The Los Angeles Unified School District had a bold plan to use iPads for its learning curriculum within its walls, but ultimately the whole plan fell apart and eventually got canceled.Now, while under a federal review by the U.S. Department of Education, the reasons for this failure, which cost upwards of $1.3 billion to initiate, have been revealed. As noted in the report, the idea was plagued almost from the get-go “by lack of resources and inadequate planning for how the devices would be used in classrooms.” In December 2014, the iPad initiative was officially canceled while the Federal Bureau of Investigation investigated the project.
The FBI’s investigation centered more on the relationship between some Apple executives and John Deasy, the former superintendent for the Los Angeles Unified School District. According to initial reports, the investigation was the product of reports indicating that bidding for the project had been tilted more in favor of Apple and Pearson, the company that would be providing content for the iPads that would be distributed within classrooms.

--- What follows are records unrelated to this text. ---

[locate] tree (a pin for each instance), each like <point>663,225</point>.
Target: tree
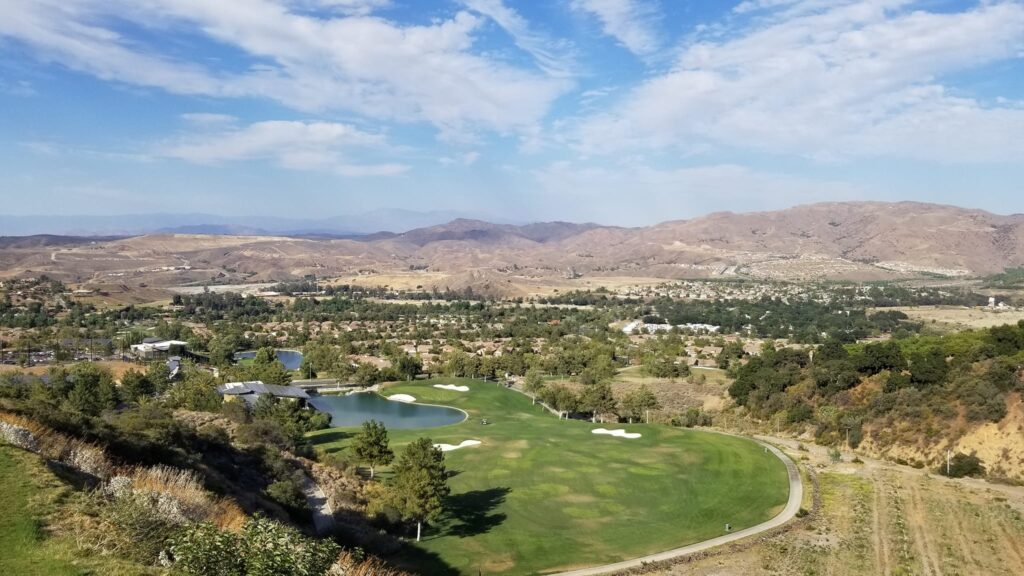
<point>561,399</point>
<point>598,400</point>
<point>371,446</point>
<point>197,392</point>
<point>134,385</point>
<point>92,388</point>
<point>638,402</point>
<point>534,382</point>
<point>929,367</point>
<point>409,366</point>
<point>420,484</point>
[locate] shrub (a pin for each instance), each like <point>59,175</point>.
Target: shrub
<point>203,549</point>
<point>963,464</point>
<point>269,548</point>
<point>264,548</point>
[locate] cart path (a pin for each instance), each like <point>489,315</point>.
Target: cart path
<point>791,509</point>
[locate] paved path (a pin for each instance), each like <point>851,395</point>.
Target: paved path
<point>796,496</point>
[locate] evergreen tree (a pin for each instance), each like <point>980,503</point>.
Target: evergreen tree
<point>371,446</point>
<point>420,484</point>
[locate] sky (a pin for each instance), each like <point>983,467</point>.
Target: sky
<point>620,112</point>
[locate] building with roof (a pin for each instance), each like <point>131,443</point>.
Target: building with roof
<point>250,393</point>
<point>153,347</point>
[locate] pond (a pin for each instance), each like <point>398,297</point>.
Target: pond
<point>290,358</point>
<point>354,409</point>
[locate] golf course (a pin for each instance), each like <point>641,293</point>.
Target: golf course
<point>543,495</point>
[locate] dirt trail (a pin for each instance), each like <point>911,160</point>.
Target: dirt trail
<point>879,542</point>
<point>903,522</point>
<point>916,517</point>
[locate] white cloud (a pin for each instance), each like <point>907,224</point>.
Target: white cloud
<point>467,159</point>
<point>554,56</point>
<point>364,65</point>
<point>632,23</point>
<point>351,7</point>
<point>854,79</point>
<point>634,194</point>
<point>300,146</point>
<point>22,88</point>
<point>208,119</point>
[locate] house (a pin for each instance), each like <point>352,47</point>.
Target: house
<point>251,392</point>
<point>173,367</point>
<point>152,347</point>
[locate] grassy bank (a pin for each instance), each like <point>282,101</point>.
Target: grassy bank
<point>30,494</point>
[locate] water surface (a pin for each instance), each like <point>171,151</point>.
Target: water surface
<point>290,358</point>
<point>354,409</point>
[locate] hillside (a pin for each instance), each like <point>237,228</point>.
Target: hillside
<point>845,241</point>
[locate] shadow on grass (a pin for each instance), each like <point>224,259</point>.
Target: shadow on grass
<point>418,561</point>
<point>470,513</point>
<point>333,436</point>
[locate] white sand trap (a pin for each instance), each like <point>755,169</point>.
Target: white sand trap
<point>451,447</point>
<point>616,433</point>
<point>452,387</point>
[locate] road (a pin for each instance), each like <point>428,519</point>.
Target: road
<point>791,509</point>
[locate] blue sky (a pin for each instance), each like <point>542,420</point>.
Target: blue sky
<point>626,112</point>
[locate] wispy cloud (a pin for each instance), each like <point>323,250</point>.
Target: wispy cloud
<point>299,146</point>
<point>365,65</point>
<point>467,159</point>
<point>632,23</point>
<point>20,88</point>
<point>857,79</point>
<point>553,55</point>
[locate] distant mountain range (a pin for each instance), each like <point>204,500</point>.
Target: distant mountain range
<point>137,224</point>
<point>839,241</point>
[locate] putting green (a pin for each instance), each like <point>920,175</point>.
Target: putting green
<point>543,494</point>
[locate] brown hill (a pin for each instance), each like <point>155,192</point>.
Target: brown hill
<point>861,240</point>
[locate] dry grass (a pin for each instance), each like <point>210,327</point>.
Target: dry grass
<point>961,318</point>
<point>887,521</point>
<point>118,368</point>
<point>70,451</point>
<point>348,565</point>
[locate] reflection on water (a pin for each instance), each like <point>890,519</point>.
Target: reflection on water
<point>291,359</point>
<point>354,409</point>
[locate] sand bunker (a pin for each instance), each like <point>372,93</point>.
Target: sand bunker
<point>616,433</point>
<point>451,447</point>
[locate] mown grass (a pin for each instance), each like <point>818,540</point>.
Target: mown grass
<point>542,494</point>
<point>30,493</point>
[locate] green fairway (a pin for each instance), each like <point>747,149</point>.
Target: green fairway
<point>542,494</point>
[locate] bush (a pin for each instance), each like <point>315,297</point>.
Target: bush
<point>269,548</point>
<point>204,549</point>
<point>963,464</point>
<point>264,548</point>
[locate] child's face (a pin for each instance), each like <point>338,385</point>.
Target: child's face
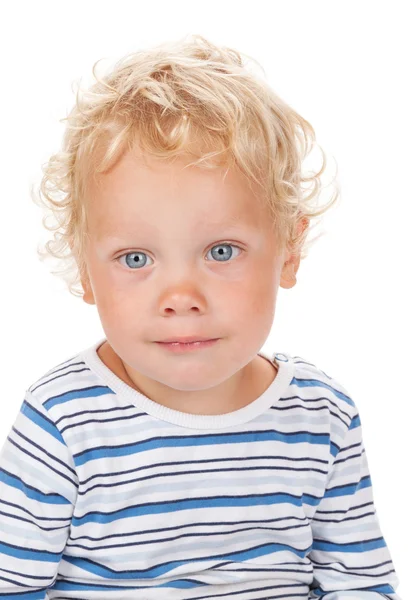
<point>174,227</point>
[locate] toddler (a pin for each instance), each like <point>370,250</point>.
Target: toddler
<point>173,459</point>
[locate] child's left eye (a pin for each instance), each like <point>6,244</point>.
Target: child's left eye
<point>225,255</point>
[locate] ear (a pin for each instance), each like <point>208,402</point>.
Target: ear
<point>292,261</point>
<point>88,295</point>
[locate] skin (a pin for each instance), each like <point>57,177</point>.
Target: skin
<point>174,222</point>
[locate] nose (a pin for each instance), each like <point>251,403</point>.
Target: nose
<point>182,300</point>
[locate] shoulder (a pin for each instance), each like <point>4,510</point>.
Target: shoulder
<point>66,384</point>
<point>325,400</point>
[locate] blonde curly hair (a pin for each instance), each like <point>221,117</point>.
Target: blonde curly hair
<point>163,99</point>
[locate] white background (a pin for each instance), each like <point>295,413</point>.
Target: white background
<point>349,68</point>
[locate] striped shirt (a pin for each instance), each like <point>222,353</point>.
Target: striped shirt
<point>105,494</point>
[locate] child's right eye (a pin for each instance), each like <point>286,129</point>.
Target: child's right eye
<point>137,261</point>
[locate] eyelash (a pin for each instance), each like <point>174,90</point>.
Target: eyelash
<point>144,253</point>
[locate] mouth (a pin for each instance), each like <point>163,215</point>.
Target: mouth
<point>179,346</point>
<point>185,340</point>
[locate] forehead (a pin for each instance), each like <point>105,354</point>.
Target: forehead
<point>142,191</point>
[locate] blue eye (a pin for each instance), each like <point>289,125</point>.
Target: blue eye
<point>224,254</point>
<point>136,260</point>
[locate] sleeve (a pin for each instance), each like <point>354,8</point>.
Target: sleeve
<point>350,558</point>
<point>38,490</point>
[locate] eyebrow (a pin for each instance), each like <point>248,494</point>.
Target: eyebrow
<point>226,226</point>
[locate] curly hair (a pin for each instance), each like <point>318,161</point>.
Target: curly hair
<point>163,99</point>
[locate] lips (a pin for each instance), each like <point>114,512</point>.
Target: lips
<point>185,340</point>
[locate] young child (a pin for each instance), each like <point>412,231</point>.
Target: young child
<point>173,459</point>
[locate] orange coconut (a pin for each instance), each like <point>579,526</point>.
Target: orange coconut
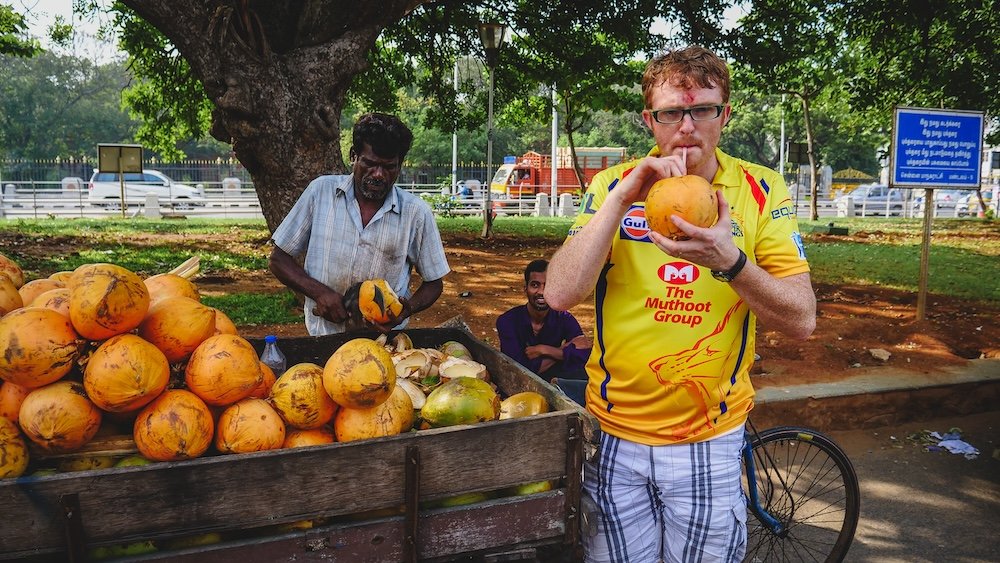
<point>125,373</point>
<point>11,269</point>
<point>11,397</point>
<point>299,397</point>
<point>690,197</point>
<point>59,417</point>
<point>169,285</point>
<point>394,416</point>
<point>13,450</point>
<point>10,297</point>
<point>62,276</point>
<point>250,425</point>
<point>177,324</point>
<point>55,299</point>
<point>39,346</point>
<point>299,438</point>
<point>377,301</point>
<point>106,300</point>
<point>30,290</point>
<point>176,425</point>
<point>223,369</point>
<point>360,374</point>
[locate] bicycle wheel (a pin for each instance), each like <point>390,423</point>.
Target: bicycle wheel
<point>807,482</point>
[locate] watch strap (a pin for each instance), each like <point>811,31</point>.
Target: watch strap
<point>730,274</point>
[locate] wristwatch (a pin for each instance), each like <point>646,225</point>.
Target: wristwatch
<point>730,274</point>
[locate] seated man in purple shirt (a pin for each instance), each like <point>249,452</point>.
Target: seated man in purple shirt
<point>549,343</point>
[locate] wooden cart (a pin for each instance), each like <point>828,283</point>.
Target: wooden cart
<point>372,496</point>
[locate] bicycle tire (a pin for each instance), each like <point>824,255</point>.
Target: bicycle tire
<point>806,481</point>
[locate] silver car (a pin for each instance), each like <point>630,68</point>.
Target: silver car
<point>872,199</point>
<point>944,202</point>
<point>105,190</point>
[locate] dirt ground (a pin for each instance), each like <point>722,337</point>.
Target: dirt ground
<point>486,280</point>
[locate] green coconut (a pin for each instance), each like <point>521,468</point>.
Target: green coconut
<point>463,400</point>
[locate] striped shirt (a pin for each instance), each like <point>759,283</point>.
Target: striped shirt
<point>325,226</point>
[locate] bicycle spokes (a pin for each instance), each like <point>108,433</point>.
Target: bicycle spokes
<point>807,485</point>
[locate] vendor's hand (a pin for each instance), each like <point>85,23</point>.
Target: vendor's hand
<point>540,350</point>
<point>710,247</point>
<point>394,320</point>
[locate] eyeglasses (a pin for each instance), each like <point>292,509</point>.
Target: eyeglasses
<point>697,113</point>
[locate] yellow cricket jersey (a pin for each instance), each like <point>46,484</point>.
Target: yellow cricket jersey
<point>673,346</point>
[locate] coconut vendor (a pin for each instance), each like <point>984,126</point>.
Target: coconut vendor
<point>545,341</point>
<point>361,226</point>
<point>675,324</point>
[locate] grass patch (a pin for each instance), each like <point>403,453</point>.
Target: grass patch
<point>144,260</point>
<point>952,271</point>
<point>257,308</point>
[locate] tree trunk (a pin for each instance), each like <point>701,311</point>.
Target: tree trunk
<point>277,74</point>
<point>813,186</point>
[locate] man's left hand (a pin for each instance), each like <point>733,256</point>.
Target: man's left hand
<point>394,320</point>
<point>711,247</point>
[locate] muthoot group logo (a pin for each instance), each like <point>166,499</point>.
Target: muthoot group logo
<point>678,273</point>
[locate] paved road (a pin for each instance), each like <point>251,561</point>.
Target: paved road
<point>919,506</point>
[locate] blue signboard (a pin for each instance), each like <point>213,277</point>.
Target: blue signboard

The federal review revealed that while teachers were made aware of the incoming iPads, that little was done to actually train them for their implementation within the school’s curriculum. Moreover, that training for the project, its devices and the content was not provided with any real effort. Ultimately, the product and lesson plans could not be rolled into effective lesson plans.
“The Department of Education had a number of common-sense suggestions … such as better planning, better testing and evaluation of technology, and better training,” said school board member Monica Ratliff, who chaired a panel that reviewed the technology project last year. She produced a report that raised issues similar to those of the Education Department, but it was discounted by some Deasy allies as unfair to the superintendent.“
The initial rollout for the project constituted 47 different schools within the district, and spent $30 million in just Apple products. As the project rolled out, it was met with skepticism right out of the gate, not only from teachers, but also in light of shoddy Internet connections in some locations, and some students that were able to bypass the security measures implemented on the devices.